The latest draft is significantly shorter than the previous version, and it taps the “Board of Governors of the Federal Reserve System” to be the primary regulator and author of the requirements for qualified stablecoin issuers. “The primary Federal payment stablecoin regulators may issue such orders and regulations as may be necessary to administer and carry out the requirements of this section, including to establish conditions, and to prevent evasions thereof,” the draft bill reads.
The bill still allows state regulators to oversee stablecoin issuers operating in their jurisdiction, but gives them the option to hand responsibility to the Fed if they so choose.
“A State payment stablecoin regulator shall have supervisory, examination, and enforcement authority over a State qualified payment stablecoin issuer of such State,” the bill reads, but “may enter into a memorandum of understanding with the Board, by mutual agreement, under which the Board carries out the supervision, examination, and enforcement authority.”
It also gives the Fed new powers to intervene against state-regulated issuers in emergency situations.
“In exigent circumstances, the Board may, after no less than 48 hours prior written notice to the applicable State payment stablecoin regulator, take an enforcement action against a State qualified payment stablecoin issuer or an institution-affiliated party of such issuer,” it reads. The Board would have 180 days from the enactment of the bill to outline exactly what those “exigent circumstances” would be, and these provisions “do not preempt any law of a State and do not supersede any State licensing requirement.”

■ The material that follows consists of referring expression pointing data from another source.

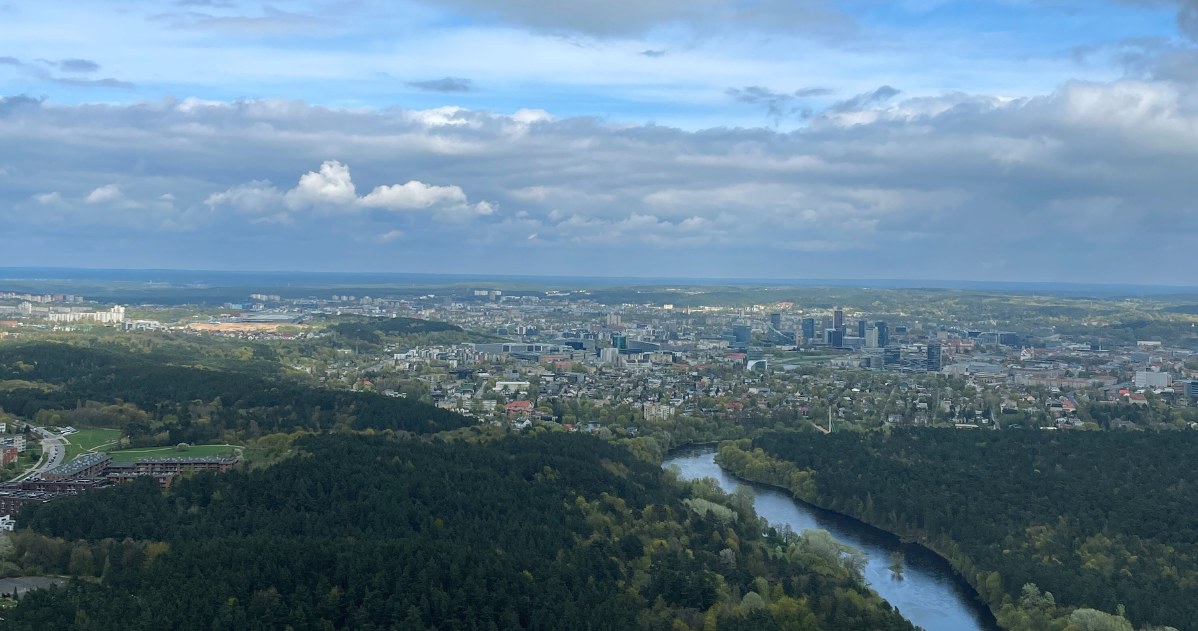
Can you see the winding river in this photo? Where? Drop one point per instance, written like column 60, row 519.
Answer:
column 930, row 594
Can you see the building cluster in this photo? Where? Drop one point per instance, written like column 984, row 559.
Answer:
column 666, row 362
column 90, row 472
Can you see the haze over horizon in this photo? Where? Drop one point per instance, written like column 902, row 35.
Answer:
column 1005, row 140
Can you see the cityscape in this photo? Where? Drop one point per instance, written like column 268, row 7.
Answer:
column 530, row 315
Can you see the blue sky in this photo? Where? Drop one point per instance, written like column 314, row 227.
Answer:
column 985, row 139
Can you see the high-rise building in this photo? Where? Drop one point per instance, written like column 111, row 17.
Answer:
column 871, row 338
column 883, row 333
column 933, row 357
column 891, row 356
column 742, row 334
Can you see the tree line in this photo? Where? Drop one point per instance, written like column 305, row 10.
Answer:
column 552, row 532
column 1041, row 523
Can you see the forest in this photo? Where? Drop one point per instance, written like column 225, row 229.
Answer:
column 1041, row 523
column 552, row 532
column 157, row 402
column 377, row 329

The new draft also removes the section in the earlier version which called for research into a possible central bank digital currency (CBDC) or ‘digital dollar’, which has been receiving considerable pushback from legislators and industry.

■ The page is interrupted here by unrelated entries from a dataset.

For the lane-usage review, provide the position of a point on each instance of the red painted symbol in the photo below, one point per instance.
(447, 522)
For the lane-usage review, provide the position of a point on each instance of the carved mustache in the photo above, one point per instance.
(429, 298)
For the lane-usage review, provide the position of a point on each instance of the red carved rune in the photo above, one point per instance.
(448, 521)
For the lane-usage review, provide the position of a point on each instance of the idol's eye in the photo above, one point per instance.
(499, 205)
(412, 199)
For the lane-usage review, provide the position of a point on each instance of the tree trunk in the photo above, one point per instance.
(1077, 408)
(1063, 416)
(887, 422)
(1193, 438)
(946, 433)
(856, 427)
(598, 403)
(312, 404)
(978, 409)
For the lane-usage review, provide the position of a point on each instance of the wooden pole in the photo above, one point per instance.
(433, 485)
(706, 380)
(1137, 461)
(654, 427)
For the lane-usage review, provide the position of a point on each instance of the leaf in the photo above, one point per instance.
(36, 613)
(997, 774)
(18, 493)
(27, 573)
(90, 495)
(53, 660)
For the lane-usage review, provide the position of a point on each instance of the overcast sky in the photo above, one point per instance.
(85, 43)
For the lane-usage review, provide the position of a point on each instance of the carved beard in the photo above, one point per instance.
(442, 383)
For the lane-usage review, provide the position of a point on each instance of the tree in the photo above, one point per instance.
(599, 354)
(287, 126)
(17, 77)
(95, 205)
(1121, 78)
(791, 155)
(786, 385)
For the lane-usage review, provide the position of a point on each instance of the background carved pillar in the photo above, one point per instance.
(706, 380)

Finally, the bill proposes to amend the Investment Advisers Act, the Investment Company Act, the Securities Act, the Securities Exchange Act, and the Securities Investor Protection Act by adding a clause which excludes payment stablecoins from classification as securities. “The term ‘security’ does not include a payment stablecoin issued by a permitted payment stablecoin issuer, as such terms are defined, respectively, in section 2 of the [final bill],” it reads.

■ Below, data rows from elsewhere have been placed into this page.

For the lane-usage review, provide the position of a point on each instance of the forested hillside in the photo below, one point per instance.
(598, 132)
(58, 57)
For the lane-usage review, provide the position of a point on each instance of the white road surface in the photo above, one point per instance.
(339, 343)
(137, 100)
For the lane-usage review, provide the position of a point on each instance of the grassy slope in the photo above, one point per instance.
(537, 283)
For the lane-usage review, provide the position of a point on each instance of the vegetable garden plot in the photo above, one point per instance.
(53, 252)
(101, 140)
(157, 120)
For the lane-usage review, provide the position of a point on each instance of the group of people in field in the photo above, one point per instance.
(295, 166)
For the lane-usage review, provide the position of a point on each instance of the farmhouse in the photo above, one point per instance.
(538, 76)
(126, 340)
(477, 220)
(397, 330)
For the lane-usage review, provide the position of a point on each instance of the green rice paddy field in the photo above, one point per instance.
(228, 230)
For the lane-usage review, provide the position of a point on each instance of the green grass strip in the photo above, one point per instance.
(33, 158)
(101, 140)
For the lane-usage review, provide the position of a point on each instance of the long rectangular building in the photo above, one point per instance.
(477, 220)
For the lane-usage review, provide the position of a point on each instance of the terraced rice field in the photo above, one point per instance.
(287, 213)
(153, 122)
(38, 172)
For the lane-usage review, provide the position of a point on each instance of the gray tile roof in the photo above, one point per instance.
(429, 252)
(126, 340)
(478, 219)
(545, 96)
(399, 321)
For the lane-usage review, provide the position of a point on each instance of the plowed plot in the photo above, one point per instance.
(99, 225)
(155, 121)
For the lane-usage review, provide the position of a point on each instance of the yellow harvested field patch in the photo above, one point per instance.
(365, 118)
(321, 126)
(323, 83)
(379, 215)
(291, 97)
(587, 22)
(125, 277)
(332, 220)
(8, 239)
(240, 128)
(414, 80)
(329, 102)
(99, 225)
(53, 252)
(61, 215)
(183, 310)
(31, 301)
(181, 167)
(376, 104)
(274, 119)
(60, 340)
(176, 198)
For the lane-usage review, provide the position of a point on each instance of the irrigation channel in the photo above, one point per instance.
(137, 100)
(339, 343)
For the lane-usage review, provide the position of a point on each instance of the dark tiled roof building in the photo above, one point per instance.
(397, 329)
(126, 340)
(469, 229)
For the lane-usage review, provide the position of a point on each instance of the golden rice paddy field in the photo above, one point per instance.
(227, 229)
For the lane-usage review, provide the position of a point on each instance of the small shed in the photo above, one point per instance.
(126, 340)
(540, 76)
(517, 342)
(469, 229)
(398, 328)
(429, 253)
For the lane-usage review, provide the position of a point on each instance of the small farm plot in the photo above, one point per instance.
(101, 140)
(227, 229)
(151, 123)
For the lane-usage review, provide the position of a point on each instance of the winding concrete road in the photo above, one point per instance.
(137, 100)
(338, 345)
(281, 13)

The draft leaves stablecoin reserve requirements and consumer protection rules essentially unchanged, and also maintains the two-year moratorium on so-called ‘algorithmic’ stablecoins.
The new draft of the stablecoin bill was published ahead of the June 13 hearing where the committee will get input from industry experts, including Circle co-founder and CEO Jeremy Allaire, Ava Labs founder and CEO Emin Gün Sirer, and Thomas Sexton III, President and CEO of the National Futures Association.
The committee will also hear from Steptoe & Johnson LLP partner Coy Garrison, formerly counsel to SEC Commissioner Hester Peirce, who has been a vocal critic of the enforcement actions of her own agency and has often come out forcefully and publicly against the positions of SEC chair Gary Gensler.